The hot chocolate hit the wall behind Enid’s head. She was used to ducking at the right time, and quickly picked up the empty cup, fetched a bucket and cloth and cleaned up the mess, and then – closing her ears to the invective hurled at her – went calmly out of the room and shut the door. It was some time before the house was quiet, but when she was sure her mother had settled down, Enid put on her coat and wellies, tied a scarf around her head against the cold wind, and went out across the yard to a stone barn where the chickens awaited their usual feed.
“That’s the worst bit done,” she confided to a noisy mob of hens, scattering grain in smooth arcs so that all should get their share. “Now Mother knows, she’ll accept it. She’ll punish me in her time-honoured fashion, no doubt, but I’m used to that.”
She went to collect the eggs from nest boxes in the corner, and found yet another broken open and the yolk spilled. Her face set, she looked around the milling chickens. She knew which one she was looking for. It had a damaged wing that dragged along the ground. Reaching down, she took it by the neck, ignored its one flapping wing, and neatly pulled the head sharply away from the body. The flapping continued for a few seconds, and its legs pounded away in an automatic effort to escape. Then it was still, and Enid pushed it into the empty grain bucket.
“That sorts out supper for tonight,” she said, this time addressing her Father, who had come into the barn and seen the whole thing.r />
“Good girl,” he said approvingly. “Well done. If you get an egg-eater, there’s nothing else to be done. Give it here. I’ll see to it.”
Enid handed over the bucket and rubbed her hands together. “I must get off now,” she said. “Library day.
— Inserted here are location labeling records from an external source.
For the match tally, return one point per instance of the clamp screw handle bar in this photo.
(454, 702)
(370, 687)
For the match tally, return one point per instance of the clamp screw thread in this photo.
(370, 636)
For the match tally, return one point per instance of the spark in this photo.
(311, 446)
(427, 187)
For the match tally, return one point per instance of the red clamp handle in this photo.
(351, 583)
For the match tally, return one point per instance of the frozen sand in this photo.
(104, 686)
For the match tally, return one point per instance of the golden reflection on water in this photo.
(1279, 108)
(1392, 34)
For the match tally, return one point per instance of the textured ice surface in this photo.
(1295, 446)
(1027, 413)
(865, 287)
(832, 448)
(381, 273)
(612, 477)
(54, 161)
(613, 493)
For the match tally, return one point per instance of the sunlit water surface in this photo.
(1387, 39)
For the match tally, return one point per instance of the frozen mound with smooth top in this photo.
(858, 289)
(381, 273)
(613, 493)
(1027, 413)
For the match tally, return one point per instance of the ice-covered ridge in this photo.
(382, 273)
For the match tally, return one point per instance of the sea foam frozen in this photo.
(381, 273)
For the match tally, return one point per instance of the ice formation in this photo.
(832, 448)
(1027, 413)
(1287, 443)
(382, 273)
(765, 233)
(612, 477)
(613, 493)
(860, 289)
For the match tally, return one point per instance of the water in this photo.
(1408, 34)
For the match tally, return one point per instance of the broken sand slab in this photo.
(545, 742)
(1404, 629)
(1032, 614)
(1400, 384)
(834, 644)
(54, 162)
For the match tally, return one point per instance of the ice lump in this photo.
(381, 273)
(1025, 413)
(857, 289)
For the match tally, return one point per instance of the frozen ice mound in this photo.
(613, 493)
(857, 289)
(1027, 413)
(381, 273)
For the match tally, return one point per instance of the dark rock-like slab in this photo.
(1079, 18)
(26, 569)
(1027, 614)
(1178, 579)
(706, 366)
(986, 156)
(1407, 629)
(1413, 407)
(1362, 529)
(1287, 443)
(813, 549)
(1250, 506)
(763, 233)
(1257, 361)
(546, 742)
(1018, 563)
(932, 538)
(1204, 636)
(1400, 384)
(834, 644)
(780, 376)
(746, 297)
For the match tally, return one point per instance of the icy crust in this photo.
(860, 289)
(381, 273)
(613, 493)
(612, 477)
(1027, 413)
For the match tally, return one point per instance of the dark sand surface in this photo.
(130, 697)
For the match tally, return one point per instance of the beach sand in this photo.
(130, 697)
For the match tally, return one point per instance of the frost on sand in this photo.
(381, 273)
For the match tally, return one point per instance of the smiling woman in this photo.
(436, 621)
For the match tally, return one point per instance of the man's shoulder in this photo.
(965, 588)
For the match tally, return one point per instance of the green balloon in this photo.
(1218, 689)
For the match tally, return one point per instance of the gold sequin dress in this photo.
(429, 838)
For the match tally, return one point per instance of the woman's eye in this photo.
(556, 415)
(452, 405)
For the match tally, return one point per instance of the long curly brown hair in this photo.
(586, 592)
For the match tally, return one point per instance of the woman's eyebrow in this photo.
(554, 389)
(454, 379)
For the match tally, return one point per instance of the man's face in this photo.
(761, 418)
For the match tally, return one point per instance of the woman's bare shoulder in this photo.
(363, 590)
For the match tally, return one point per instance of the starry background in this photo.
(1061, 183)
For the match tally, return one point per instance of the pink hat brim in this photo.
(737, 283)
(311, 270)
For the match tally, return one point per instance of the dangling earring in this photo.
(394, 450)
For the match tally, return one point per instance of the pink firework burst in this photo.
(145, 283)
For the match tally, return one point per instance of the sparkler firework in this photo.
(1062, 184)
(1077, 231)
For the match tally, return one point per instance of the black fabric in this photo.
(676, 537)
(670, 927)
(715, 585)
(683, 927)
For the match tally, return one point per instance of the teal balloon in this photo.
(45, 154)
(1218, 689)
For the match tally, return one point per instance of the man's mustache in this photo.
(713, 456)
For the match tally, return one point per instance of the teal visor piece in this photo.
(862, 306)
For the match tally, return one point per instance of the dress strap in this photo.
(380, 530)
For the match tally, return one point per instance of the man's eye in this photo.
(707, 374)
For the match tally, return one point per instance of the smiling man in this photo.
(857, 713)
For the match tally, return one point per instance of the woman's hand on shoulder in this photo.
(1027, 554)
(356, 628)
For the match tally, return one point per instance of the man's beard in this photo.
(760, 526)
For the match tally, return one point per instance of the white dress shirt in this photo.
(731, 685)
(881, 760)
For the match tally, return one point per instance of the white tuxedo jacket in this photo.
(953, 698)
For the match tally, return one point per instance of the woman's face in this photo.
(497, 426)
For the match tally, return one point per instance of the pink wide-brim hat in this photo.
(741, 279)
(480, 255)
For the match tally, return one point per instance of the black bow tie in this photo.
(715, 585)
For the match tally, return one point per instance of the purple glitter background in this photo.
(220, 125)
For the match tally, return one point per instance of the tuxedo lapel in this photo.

Anything you want, Father?”
He shook his head. “Don’t be too long,” he said, with an anxious look back at the house.
§
Just up the road, in the empty farmhouse, Lois was putting on rubber gloves and collecting cleaning materials together for a major assault on the dust and dirt. Hazel was already there when she arrived, and the pair of them set to work.
“Better tidy up first, don’t you think, Mrs M?” said Hazel, pulling out a roll of black rubbish bags.
Lois nodded. “You start upstairs,” she said, “and I’ll be down here. Give us a shout if there’s a problem.”
Hazel picked her way upstairs, noticing that the stairs still had threadbare carpet, but seemed in good repair. The whole house was solid, reassuring, and, unlike some much cleaner but chillier jobs Hazel had been sent to, it had a pleasant, friendly atmosphere. The low sun shining through dusty windows warmed up the rooms, and Hazel set to work with a will. She picked up old newspapers, books with no covers, empty bottles of patent medicines that had never seen a sell-by date, some showing vestiges of dark brown liquid clinging to the sides. She opened one of these, and sniffed. “Ugh!” she exclaimed. “Yuk! No wonder they all snuffed it!”
Lois came upstairs. “What’s up?” she said.
“Nothin’,” said Hazel, “it’s just these old bottles – here, take a sniff.”
“Ipikek,” said Lois flatly. “I remember it from my nan. Used to give it us if we had coughs. Kill or cure, I reckon.”